Two questions for Rebecca L. Breuer (AMFI/HvA) I posed during her public PhD defense of her thesis Fashion Beyond Identity–The Three Ecologies of Dress at the University of Amsterdam on November 4, 2015 by Geert Lovink.
1. Let me first of all congratulate you with this interesting and very accessible theory exercise that successfully provides us with the tools to disconnect fashion from the limiting, if not repressive representations of identity.
I came across the very possibility to question ‘identity as such’ for the first time through Michel Foucault in the mid eighties. You have chosen to further carve out this road using the works of Gilles Deleuze, and this is what my question will focus upon.
I wonder if your ‘affect’ reading of Deleuze has much meaning if we want to re-instate fashion’s ability to become a subversive power in society that leads change (and now merely expresses this or that tendency in other fields).
Why sing alone with the canon of joy, flow and movement? Why preach connectivity in age where disruption has become the mainstream business strategy? I wonder if your choice for the ‘positive’ Deleuze fits your aims. We need the force of negativity, necessary to effectively attack—and ultimately destroy the rigid system of identity.
Instead of the productivist Deleuze, as advocated by, for instance, Rosi Braidotti, Andrew Culp proposes a fierce pessimism that shatters the cosmos—in this case, the world of fashion. And the contemporary figure he designed to fulfill such a task he coined ‘Dark Deleuze’. You probably know his blog. According to Culp “there is revolutionary negativity in a world characterised by compulsive happiness, decentralised control and overexposure.”
Along with Andrew Culp—and Dark Deleuze—we could, for instance, ask the question: what’s the false in fashion. What could be a philosophy of the imagination that supersedes the philosophy of the senses? Is positivism the right approach in order to understand why “we lack resistance to the present,” as Culp puts it.
Instead of calls to create conceptions, Culp urges us to destroy worlds. Contrary to building assemblages we can practice un-becoming. He urges us to rebel against the mystifying cult of complexity, and apply asymmetry in our designs. Not acceleration but escape. No more molecular strategies but cataclysmic events. This could be in line with planetary developments such as global warning, rising income inequality and financial crises.
In short: your intention in this thesis is to upgrade fashion theory, but don’t you think, in order to do so, it is also necessary to upgrade our interpretation of Deleuze?
2. Normcore is all about finding the fashion in anti-fashion. It’s about investing in well-tailored, beautifully made basics that anyone, from your suburban mom to your substitute teacher to your girly pre-teen sister, can wear. As about foregoing the need for individualism and, as the famous K-Hole report on normcore puts it, “finding liberation in being nothing special and realizing that adaptability leads to belonging.”

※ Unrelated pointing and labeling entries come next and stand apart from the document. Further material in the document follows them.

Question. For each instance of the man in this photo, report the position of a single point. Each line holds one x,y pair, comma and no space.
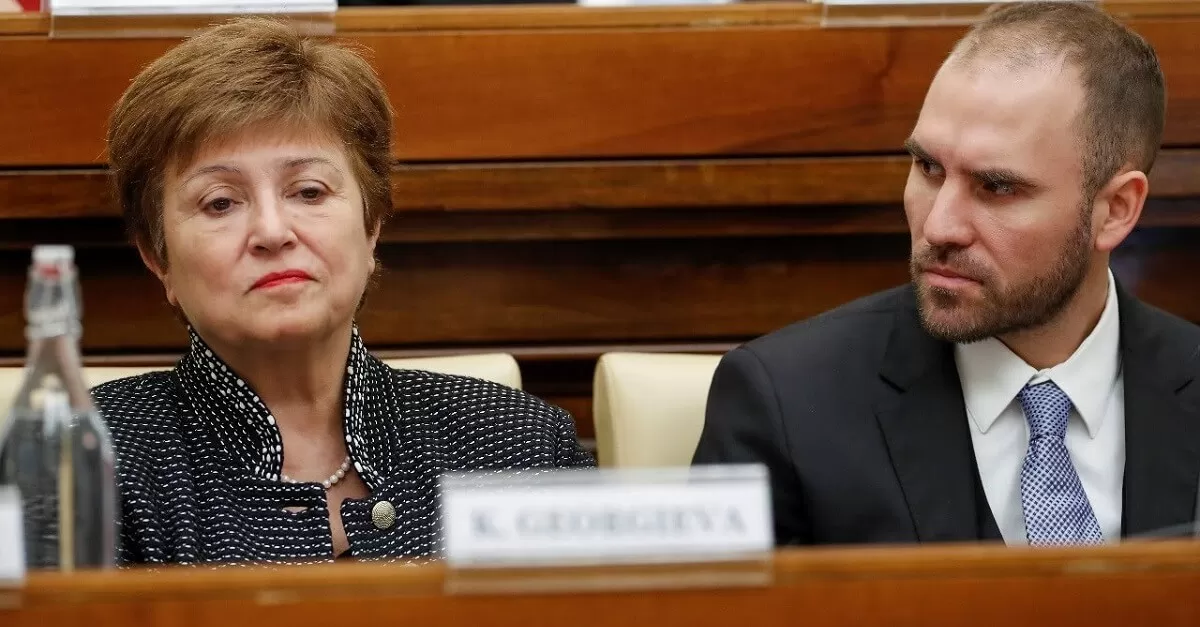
1013,390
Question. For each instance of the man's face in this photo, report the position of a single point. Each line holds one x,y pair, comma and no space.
1001,233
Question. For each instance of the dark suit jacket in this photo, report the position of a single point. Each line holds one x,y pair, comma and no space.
859,418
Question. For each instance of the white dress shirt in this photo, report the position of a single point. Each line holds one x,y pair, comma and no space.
991,377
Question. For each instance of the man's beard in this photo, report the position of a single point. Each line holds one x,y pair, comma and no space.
1025,305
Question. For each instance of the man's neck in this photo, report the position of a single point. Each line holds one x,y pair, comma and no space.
1054,342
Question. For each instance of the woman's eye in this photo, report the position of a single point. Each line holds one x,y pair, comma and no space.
219,204
312,193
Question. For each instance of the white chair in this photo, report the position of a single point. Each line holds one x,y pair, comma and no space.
497,368
648,408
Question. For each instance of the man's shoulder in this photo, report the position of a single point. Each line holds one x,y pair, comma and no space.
1171,335
859,328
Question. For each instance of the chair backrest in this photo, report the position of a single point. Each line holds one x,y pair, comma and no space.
649,407
497,368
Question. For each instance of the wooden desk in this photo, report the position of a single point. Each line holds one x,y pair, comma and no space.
574,180
1147,584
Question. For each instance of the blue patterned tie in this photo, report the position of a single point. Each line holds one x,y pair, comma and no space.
1056,508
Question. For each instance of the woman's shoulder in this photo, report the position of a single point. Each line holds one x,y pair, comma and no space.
487,421
144,402
468,396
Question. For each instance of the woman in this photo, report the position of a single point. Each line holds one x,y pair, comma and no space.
252,166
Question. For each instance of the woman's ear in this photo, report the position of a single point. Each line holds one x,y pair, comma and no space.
156,266
372,239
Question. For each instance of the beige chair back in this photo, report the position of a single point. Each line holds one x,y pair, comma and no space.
497,368
649,407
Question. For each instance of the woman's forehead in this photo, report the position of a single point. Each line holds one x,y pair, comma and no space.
277,144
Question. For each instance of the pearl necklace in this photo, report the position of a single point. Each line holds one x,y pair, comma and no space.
333,478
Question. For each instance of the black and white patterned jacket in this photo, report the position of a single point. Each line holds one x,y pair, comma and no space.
199,459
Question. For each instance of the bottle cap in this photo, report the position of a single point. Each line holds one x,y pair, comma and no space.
47,255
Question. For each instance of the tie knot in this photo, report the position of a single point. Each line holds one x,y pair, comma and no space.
1047,408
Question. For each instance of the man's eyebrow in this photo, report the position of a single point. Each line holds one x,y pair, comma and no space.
1005,177
917,151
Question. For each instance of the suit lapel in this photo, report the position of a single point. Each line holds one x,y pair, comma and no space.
1159,358
925,427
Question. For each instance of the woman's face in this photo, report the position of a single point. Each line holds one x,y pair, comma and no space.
265,239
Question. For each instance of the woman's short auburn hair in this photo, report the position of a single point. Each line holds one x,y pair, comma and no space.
247,73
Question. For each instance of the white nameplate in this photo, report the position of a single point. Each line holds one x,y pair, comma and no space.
12,543
187,7
594,517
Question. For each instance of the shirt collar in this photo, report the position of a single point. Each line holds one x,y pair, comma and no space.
993,375
244,427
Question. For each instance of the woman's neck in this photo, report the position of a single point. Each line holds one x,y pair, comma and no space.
301,384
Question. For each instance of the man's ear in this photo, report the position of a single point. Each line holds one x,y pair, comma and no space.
1117,208
151,261
372,240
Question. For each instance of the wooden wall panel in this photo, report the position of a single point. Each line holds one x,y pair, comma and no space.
582,93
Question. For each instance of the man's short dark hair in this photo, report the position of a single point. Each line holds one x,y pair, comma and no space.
1125,100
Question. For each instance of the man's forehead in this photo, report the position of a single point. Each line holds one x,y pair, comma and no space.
988,111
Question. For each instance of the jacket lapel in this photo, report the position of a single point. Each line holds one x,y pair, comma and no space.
924,423
1159,358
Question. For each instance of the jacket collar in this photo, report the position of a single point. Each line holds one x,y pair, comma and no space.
241,424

The Urban Dictionary defines normcore as “a subculture based on conscious, artificial adoption of things that are in widespread use, proven to be acceptable, or otherwise inoffensive. Ultra-conformists.”
Your reflections on jeans fit into the normcore strategy. I am fascinated by the normcore category. Could we describe as a voluntary limitation of difference? Mass conformism, not as an identity but as a protective layer? Fifty shades of grey that will mislead the ordinary passers-by what we wear underneath, and show off at night. What do you make of such an interpretation of normcore as a mask, as camouflage?